O’Rafferty’s pig was a wonderful animal
Built like a battleship solid and stout,
His ignorance would have disgraced any cannibal
Impudence written all over his snout.
The night he broke loose there was such a commotion
With women all screaming and men turning pale,
Running and jumping colliding and bumping
And everyone making a grab at his tail.

Micky Malone the heavyweight champion ran at the pig with a big rolling pin,
He attempted a blow, but caught Mrs Monroe and shifted her bustle right under her chin.
Widow Malone fell through a shop window
In pickles and jam and red herrings she lay
She had salmon and kippers all over her knickers,
The night that O’Rafferty’s pig ran away.

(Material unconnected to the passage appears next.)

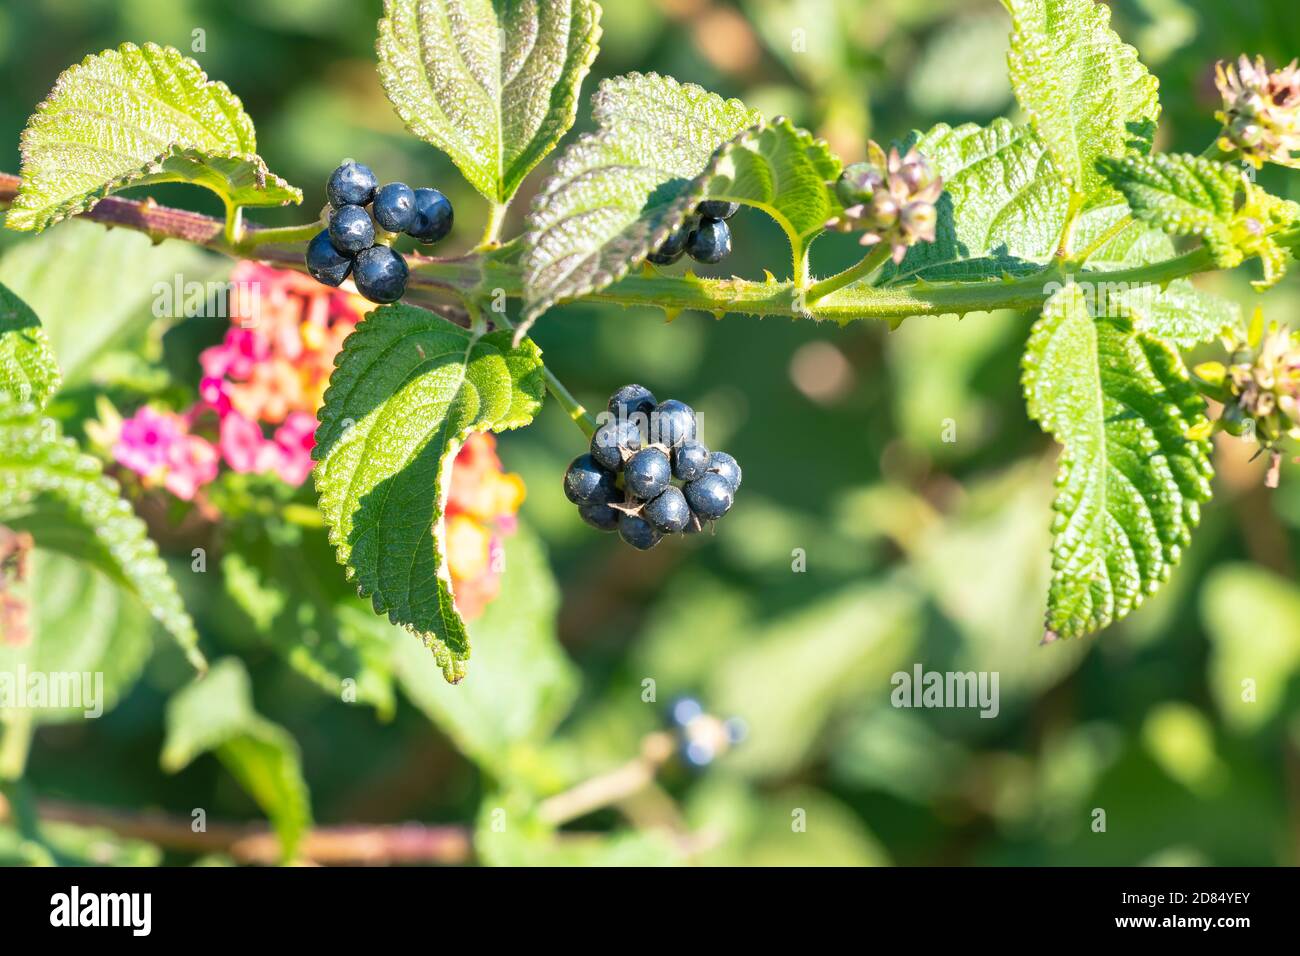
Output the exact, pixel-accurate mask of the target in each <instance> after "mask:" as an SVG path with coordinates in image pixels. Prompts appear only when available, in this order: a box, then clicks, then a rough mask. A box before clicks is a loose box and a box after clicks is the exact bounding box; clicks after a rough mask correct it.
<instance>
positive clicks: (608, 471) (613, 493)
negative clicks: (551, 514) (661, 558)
mask: <svg viewBox="0 0 1300 956" xmlns="http://www.w3.org/2000/svg"><path fill="white" fill-rule="evenodd" d="M599 419H601V427H599V428H597V429H595V434H594V436H591V451H590V454H585V455H580V457H577V458H575V459H573V462H572V463H571V464H569V467H568V471H565V472H564V494H565V497H567V498H568V499H569V501H572V502H573V503H575V505H577V511H578V514H580V515H581V516H582V520H584V522H586V523H588V524H590V525H591V527H593V528H598V529H599V531H617V532H619V536H620V537H621V538H623V540H624V541H627V542H628V544H629V545H632V546H633V548H636V549H637V550H642V551H645V550H649V549H651V548H654V546H655V545H656V544H659V540H660V538H662V537H663V536H664V535H675V533H679V532H685V533H688V535H690V533H694V532H697V531H701V529H702V528H703V525H705V522H714V520H718V519H719V518H722V516H723V515H724V514H727V512H728V511H729V510H731V506H732V502H733V501H735V498H736V492H737V490H740V480H741V472H740V464H737V463H736V459H735V458H732V457H731V455H728V454H727V453H725V451H710V450H708V449H707V447H705V446H703V445H702V444H701V442H699V441H698V440H697V437H695V431H697V429H695V412H694V411H692V408H690V406H689V405H685V403H682V402H679V401H676V399H668V401H667V402H662V403H656V402H655V398H654V395H653V394H650V390H649V389H646V388H643V386H641V385H624V386H623V388H621V389H619V390H617V392H615V393H614V395H612V397H611V398H610V408H608V411H606V412H601V415H599ZM673 479H676V480H677V481H680V483H681V486H677V485H675V484H673Z"/></svg>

It ran in the police court and looked at the prisoner
Swallowed the Bible, said the judge infra dig
And because of these ructions the case is stood over
But the Clerk of the Court said, "We must try the pig"
The pig looked at Riley the principal witness
Then ran in the grocers next door to McCann's
He rolled in the butter then dashed into the gutter
And that’s how he kept slipping out of their hands.

Fat Mrs Doyle she ran like an elephant
Puffing and blowing with Mrs McGuire,
She fell on the ground and begorra the sound
It was just like the burst of a pneumatic tyre.
Flanagan then got the pig in a corner
He jumped on its back, it ran under a Dray,
At twenty to seven his home was in heaven
The night that O’Rafferty’s pig ran away.

A bloodthirsty crowd led by old Dennis Cassidy
Chased the pig with vengeance from Derry to Cork
And didn’t they swear when the pig with audacity
Jumped on a tram while they all had to walk.
It ran through the legs of old Councillor Duffy
A man of great standing and lofty ideals
When they collided old Duffy backslided
And down went the standing of twenty-five years.

Burke’s wooden leg was broken and shattered
He lay on his back shouting Doctor Lamont
Barney O’Toole said ‘Don't be a fool,
It’s a hammer and saw and a joiner you want.’
Then came the news the pig had been captured
The town had a thanksgiving supper they say
Of cabbage and bacon unlawfully taken,
The night that O’Rafferty’s pig ran away.